Obwohl der Präsident Serbiens hauptsächlich zeremonielle Befugnisse hat, wurde der erbitterte Wahlkampf zwischen Tadic und Nikolic auf ein Referendum für oder gegen die EU zugespitzt. Die beiden Kontrahenten unterschieden sich vor allem in der Kosovofrage. Auch wenn demnächst die zu über neunzig Prozent von Albanern bewohnte, seit 1999 von der UNO verwaltete südserbische Provinz die Unabhängigkeit ausruft und die meisten EU-Staaten diese unilateral anerkennen, will Tadic die europäischen Integrationsprozesse Serbiens fortsetzen. Nikolic dagegen wollte in diesem Fall die Beziehungen mit der EU abbrechen und Serbien enger an Russland binden.

Auch die regierende Koalition - Tadic Demokratischen Partei (DS), das national-konservative Bündnis Demokratische Partei Serbiens (DSS), die Partei Neues Serbien (NS) angeführt von Premier Vojislav Koðtunica, und die Expertenpartei G 17 Plus - ist in der Kosovofrage gespalten. Für die DS und G 17 hat Serbiens zukünftige Mitgliedschaft in der EU allerhöchste Priorität, was auch immer mit dem Kosovo geschehen wird. DSS und NS beharren aber darauf, dass Serbien nichts in der EU zu suchen habe, wenn EU-Staaten die Unabhängigkeit des Kosovos anerkennen, und wollen in diesem Fall sogar das schon paraphierte Stabilisierungs- und Assoziierungsabkommen (SAA) mit der EU für nichtig erklären. Denselben Standpunkt vertritt die oppositionelle Serbische Radikale Partei (SRS), deren Parteichef Vojislav Seselj der Prozess wegen Kriegsverbrechen vor dem UNO-Tribunal in Den Haag gemacht wird, und die in seiner Abwesenheit von Tomislav Nikolic angeführt wird. In Priðtina ist schon alles für die Unabhängigkeit vorbereitet, die die Kosovoalbaner binnen Wochen ausrufen werden. Für die serbische Regierung wird das die endgültige Zerreißprobe sein.

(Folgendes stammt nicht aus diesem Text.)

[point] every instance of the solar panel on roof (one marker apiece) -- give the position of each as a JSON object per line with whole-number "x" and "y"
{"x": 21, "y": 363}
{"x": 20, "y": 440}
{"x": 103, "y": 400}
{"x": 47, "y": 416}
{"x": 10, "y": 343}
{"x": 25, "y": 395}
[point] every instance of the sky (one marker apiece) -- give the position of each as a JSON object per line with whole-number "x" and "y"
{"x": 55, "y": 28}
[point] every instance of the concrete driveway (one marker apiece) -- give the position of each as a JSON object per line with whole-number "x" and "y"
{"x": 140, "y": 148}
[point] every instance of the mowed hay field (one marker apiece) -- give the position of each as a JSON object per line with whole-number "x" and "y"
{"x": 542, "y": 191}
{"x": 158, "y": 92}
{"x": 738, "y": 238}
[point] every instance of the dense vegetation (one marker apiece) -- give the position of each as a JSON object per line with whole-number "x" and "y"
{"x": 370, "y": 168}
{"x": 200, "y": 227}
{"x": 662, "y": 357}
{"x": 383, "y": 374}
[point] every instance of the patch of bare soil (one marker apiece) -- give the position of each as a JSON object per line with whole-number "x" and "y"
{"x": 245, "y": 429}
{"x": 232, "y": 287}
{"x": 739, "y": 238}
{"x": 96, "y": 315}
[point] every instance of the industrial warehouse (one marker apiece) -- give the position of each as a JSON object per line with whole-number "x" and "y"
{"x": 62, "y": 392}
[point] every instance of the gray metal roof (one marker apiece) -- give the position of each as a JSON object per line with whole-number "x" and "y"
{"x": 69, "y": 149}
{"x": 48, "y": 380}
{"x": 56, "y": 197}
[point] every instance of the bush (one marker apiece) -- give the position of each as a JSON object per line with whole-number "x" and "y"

In der Regierung hat Tadic als DS-Parteichef gemeinsam mit G 17 die Mehrheit, sie haben schon angedeutet, dass sie ungeachtet des Widerstands von Kostunica bereit sind, alle Verträge mit der EU zu unterzeichnen. Als Juniorpartner in der Regierung hätte Koðtunicas DSS allerdings mit den Radikalen von Nikolic - der mit Abstand stärksten serbischen Partei - eine bequeme parlamentarische Mehrheit, die alle Beschlüsse der Regierung blockieren könnte. Der Ministerpräsident könnte seine eigene Regierung auflösen und mit der SRS auch ohne Neuwahlen eine neue bilden - alles im Namen des nationalen Interesses und der Verteidigung der territorialen Integrität und staatlichen Souveränität Serbiens. Mit dieser Drohung konnte er bisher Tadic mit seinen proeuropäischen Ambitionen erfolgreich in Schach halten.